Antwerpen. Die Deutschen verloren gegen die Niederlande deutlich – Bundestrainer und Spieler sind enttäuscht, denn die Statistik sprach für sie.

Stefan Kermas war bedient. „Selten hat sich ein 0:4 so überhaupt nicht wie eine Niederlage angefühlt wie heute“, sagte der Bundestrainer der deutschen Hockeyherren, nachdem seine Mannschaft bei der EM in Belgien das Spiel um Platz drei gegen die Niederlande mit 0:4 (0:0, 0:1, 0:1, 0:2) verloren hatte. 39:26 Kreisszenen und 9:2 Strafecken standen für Deutschland in der Statistik, doch wenn daraus eine 0:4-Schlappe entsteht, ist die größte Schwäche schnell ausgemacht.

„Wir müssen dringend an unserer Kreiseffizienz arbeiten und unsere Strafecke wieder zu einer Waffe machen, sonst wird es auf diesem Niveau schwer“, sagte der Bundestrainer.

Spiel um Platz drei der Hockey-EM bei mehr als 30 Grad

Spiele um Platz drei sind undankbar, vor allem dann, wenn der Zweite schon der erste Verlierer ist wie bei dieser EM, bei der nur der Europameister, den am späten Sonnabendabend Belgien und Spanien ermittelten, die direkte Qualifikation für die Olympischen Sommerspiele 2020 in Tokio schafft. Aber verlieren wollte auch niemand das prestigeträchtige Kräftemessen mit dem Erzrivalen.
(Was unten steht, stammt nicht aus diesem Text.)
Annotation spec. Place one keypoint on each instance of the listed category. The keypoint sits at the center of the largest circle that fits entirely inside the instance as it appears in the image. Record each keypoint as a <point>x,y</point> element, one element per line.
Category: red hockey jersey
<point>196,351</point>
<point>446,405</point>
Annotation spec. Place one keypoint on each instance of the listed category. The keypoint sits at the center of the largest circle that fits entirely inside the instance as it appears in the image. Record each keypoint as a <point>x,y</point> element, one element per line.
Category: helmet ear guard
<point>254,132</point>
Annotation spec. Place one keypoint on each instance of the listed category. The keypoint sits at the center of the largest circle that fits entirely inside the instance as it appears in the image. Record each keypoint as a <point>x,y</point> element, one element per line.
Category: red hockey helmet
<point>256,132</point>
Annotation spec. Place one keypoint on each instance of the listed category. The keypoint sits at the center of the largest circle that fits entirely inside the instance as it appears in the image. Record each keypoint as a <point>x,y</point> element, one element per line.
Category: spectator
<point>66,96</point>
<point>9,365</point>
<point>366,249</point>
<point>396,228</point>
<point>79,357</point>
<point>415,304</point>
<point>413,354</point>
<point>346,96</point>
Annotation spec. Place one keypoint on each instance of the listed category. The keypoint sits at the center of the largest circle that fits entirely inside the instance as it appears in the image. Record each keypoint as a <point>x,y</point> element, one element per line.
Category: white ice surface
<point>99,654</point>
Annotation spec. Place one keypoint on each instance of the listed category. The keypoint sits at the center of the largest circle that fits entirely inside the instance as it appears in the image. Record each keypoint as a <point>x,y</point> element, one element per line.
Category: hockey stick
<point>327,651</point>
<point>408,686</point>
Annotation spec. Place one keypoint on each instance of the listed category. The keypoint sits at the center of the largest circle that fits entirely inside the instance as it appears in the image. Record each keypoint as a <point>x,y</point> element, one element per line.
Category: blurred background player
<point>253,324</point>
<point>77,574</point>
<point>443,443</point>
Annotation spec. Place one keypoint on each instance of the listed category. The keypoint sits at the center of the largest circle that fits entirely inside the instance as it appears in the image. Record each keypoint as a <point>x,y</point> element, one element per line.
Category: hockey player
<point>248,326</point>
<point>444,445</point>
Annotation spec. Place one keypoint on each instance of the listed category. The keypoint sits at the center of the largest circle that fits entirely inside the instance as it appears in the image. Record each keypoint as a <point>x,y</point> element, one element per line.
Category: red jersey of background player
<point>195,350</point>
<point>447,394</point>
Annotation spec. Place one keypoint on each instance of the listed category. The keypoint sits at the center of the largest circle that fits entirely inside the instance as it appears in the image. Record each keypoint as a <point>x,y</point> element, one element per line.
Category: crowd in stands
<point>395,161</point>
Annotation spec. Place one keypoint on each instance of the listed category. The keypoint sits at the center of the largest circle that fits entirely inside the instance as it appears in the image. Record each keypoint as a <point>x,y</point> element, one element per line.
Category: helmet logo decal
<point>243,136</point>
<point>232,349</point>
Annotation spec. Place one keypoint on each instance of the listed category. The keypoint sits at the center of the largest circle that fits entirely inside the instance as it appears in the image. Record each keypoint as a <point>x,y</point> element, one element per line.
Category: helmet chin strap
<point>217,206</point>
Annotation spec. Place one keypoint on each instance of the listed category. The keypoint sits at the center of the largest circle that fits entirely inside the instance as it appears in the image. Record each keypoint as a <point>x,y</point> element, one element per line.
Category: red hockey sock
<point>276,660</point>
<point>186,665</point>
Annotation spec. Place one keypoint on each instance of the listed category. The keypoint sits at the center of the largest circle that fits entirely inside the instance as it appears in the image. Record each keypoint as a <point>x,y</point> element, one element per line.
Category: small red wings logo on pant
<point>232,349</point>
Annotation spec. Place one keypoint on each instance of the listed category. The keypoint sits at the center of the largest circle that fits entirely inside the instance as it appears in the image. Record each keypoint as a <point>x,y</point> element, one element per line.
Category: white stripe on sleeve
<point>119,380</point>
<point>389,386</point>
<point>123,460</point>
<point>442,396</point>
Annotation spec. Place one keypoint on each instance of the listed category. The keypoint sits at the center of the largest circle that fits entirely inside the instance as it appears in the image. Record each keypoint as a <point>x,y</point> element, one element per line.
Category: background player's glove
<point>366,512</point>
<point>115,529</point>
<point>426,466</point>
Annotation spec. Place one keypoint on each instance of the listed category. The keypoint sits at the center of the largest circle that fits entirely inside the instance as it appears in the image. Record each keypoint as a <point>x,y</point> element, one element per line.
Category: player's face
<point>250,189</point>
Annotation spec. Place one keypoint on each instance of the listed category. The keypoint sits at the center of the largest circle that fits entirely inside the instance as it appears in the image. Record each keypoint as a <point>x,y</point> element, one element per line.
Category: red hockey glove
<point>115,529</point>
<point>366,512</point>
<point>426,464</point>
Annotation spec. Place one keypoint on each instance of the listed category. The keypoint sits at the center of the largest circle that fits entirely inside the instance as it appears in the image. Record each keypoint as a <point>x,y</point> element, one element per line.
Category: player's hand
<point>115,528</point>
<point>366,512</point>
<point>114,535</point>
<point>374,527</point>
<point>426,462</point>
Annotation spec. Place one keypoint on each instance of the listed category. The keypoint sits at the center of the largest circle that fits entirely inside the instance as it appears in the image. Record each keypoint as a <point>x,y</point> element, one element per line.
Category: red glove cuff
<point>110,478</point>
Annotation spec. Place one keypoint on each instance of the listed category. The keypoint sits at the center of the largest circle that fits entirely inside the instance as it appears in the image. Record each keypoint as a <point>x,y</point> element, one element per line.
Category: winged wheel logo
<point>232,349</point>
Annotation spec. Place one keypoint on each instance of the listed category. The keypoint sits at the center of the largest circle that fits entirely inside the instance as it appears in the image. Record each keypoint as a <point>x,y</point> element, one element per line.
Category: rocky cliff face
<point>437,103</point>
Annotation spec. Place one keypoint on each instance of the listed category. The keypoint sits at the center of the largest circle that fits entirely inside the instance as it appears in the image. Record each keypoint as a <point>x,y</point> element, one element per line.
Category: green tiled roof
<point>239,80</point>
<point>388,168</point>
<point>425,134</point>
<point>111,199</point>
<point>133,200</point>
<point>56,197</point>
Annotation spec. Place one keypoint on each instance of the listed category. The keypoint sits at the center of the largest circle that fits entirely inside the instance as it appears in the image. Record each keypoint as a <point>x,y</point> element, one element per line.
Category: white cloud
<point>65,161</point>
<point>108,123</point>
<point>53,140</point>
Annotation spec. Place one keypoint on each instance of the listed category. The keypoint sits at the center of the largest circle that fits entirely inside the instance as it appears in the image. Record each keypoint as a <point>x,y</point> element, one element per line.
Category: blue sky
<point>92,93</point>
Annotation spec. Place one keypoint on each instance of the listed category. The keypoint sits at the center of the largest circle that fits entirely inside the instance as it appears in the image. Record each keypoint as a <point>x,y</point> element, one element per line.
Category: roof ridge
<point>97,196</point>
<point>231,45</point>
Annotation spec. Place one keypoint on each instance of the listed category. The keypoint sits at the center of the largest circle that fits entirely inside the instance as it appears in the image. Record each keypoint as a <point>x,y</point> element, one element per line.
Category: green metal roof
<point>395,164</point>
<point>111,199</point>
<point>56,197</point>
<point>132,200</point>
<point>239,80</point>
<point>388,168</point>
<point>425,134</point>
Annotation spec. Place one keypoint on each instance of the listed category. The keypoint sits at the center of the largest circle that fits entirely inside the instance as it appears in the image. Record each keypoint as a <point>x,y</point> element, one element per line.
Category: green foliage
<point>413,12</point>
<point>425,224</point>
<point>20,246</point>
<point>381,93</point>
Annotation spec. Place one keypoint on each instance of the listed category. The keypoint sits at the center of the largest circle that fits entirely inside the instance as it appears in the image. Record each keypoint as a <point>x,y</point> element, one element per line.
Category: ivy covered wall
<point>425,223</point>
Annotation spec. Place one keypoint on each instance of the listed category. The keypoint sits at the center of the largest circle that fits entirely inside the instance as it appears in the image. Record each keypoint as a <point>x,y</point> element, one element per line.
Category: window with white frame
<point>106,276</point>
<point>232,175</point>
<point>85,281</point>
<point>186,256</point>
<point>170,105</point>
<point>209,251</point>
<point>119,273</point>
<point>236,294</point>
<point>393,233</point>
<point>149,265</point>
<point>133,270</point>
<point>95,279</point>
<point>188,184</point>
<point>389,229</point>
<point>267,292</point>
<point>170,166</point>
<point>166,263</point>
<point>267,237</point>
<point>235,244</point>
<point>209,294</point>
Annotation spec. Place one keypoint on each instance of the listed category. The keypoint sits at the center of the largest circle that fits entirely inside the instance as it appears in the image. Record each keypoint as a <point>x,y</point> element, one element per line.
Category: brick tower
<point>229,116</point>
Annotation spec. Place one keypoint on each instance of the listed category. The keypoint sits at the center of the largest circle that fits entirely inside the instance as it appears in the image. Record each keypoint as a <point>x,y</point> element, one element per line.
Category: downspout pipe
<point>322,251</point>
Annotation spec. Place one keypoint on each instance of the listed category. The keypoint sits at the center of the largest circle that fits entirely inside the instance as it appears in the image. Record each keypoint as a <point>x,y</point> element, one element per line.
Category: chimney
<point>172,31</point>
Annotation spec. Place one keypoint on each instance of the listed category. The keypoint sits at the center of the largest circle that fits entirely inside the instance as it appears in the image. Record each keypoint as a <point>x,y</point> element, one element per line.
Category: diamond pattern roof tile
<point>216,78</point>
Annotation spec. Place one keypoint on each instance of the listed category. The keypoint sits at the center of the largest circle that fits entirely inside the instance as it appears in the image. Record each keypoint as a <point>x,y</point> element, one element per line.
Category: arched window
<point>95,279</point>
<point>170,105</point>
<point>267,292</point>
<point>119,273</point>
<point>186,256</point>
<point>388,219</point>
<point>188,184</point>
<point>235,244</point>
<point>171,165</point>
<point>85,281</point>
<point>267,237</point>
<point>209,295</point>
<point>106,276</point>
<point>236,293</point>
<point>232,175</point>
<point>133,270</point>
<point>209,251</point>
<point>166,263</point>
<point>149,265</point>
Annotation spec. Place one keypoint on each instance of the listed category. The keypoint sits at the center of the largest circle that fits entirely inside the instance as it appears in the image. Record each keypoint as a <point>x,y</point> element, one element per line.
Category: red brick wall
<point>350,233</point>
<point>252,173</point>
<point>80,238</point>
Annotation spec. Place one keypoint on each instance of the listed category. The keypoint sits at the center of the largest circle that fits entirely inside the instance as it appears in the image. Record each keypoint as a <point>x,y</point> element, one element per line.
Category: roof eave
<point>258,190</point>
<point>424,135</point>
Und so entwickelte sich trotz Temperaturen von mehr als 30 Grad ein munteres Spiel, in dem Oranje versuchte, die Akzente zu setzen, und die erneut ganz in Schwarz gekleideten Deutschen bemüht waren, aus einer dicht gestaffelten Defensive ihre Konterangriffe auszuspielen. Nennenswerte Torchancen blieben, von einer vom Kölner Torhüter Victor Aly gehaltenen Strafecke abgesehen, allerdings aus.

Der niederländische Schlussmann parierte glänzend gegen die Deutschen

Ein Bock von Innenverteidiger Mathias Müller (Hamburger Polo Club), der den Ball in der Vorwärtsbewegung schlampig einem Niederländer in den Schläger spielte, verursachte dann nach 19 Minuten den 0:1-Rückstand, als der freigespielte Björn Kellerman Aly mit einem platzierten Flachschuss ins linke Eck keine Abwehrchance ließ. Individuelle Fehler wie diese sind es, die auf Topniveau sofort bestraft werden und mit dafür verantwortlich sind, dass die deutschen Herren aktuell die Lücke zur Weltspitze nicht schließen können.

Kermas‘ Team reagierte gut auf den Rückstand, baute hohen Druck auf, erspielte sich vier Strafecken, von denen allerdings zwei verstoppt wurden. Die anderen entschärfte Niederlande-Schlussmann Sam van der Veen, der sich den Job viertelweise mit Pirmin Blaak teilte und auch bei Großchancen für den Mülheimer Malte Hellwig und den Hamburger Holland-Legionär Florian Fuchs (Bloemendaal) klasse parierte. Die Halbzeitführung für den entthronten Titelverteidiger, der phasenweise wie in einer verschärften Trainingseinheit agierte, war entsprechend glücklich.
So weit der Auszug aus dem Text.